Getting started with ML: Colab or self-hosted Jupyter?

The basic trade off is well-known. If you use an online VM like Google's Colab or Amazon's EC2 instances, you don't need hardware, but the cost of running the VMs will get expensive later. If you self-host, you need to buy some dedicated hardware, most likely a graphics card.

TLDR: use Colab

But as a beginner, this trade off doesn't come into play yet, since most tutorials will train models within minutes. As a beginner, I need an easy to set up environment. In this case, Colab wins hands down. Go to https://colab.research.google.com, and that's it, you can type in your first instructions.

Self-hosting

If you want to self-host, you have lots to consider:

  • First you need to install Python.
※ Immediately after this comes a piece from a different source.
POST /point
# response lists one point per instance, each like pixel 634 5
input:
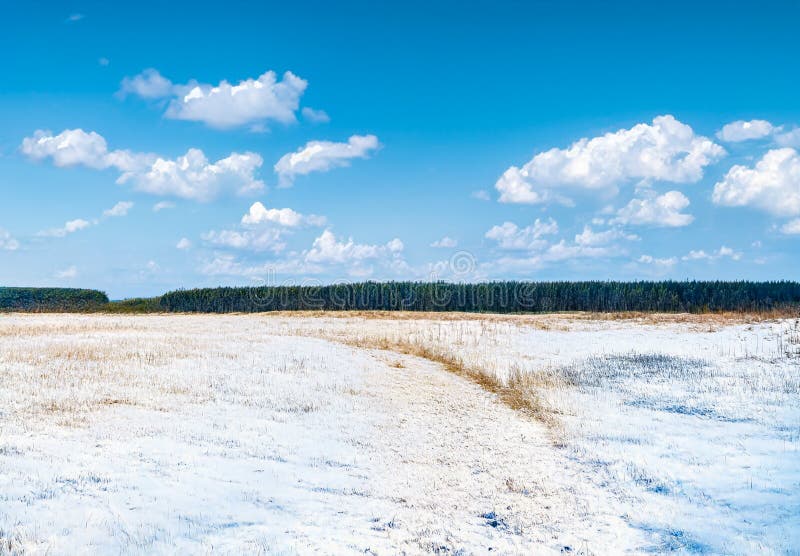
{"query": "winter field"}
pixel 399 433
You'll have to make sure you use Python 3, and not Python 2.
  • Then you need to install pip, and understand how to install packages with it.
  • On Jupyter's website, they show how to install the package using a few environment managers like conda or voilà.
  • Indeed you don't want to pollute your local environment. Also because ML-related packages are quite brittle when it comes to dependencies, you want an environment manager for your packages. It turns out there are a few out there and just figuring out which to use will take a you a while.

Environment managers

From a quick search you'll find out that there are three main environment managers: virtualenv, pipenv, conda. I've used virtualenv before and it's alright. Then pipenv is supposedly the newer alternative, which provides a slightly cleaner command line interface. Finally there's conda, which Jupyter mentions.

If you choose conda, you have the choice between mini conda and Anaconda. Anaconda comes preinstalled with a bunch of packages related to data science. See conda install page. To be honest, I'd rather have a clean slate to make sure I install only the packages I need, instead of downloading the internet, and not getting the latest packages.

When I transition into self-hosted Jupyter, I'll use pipenv.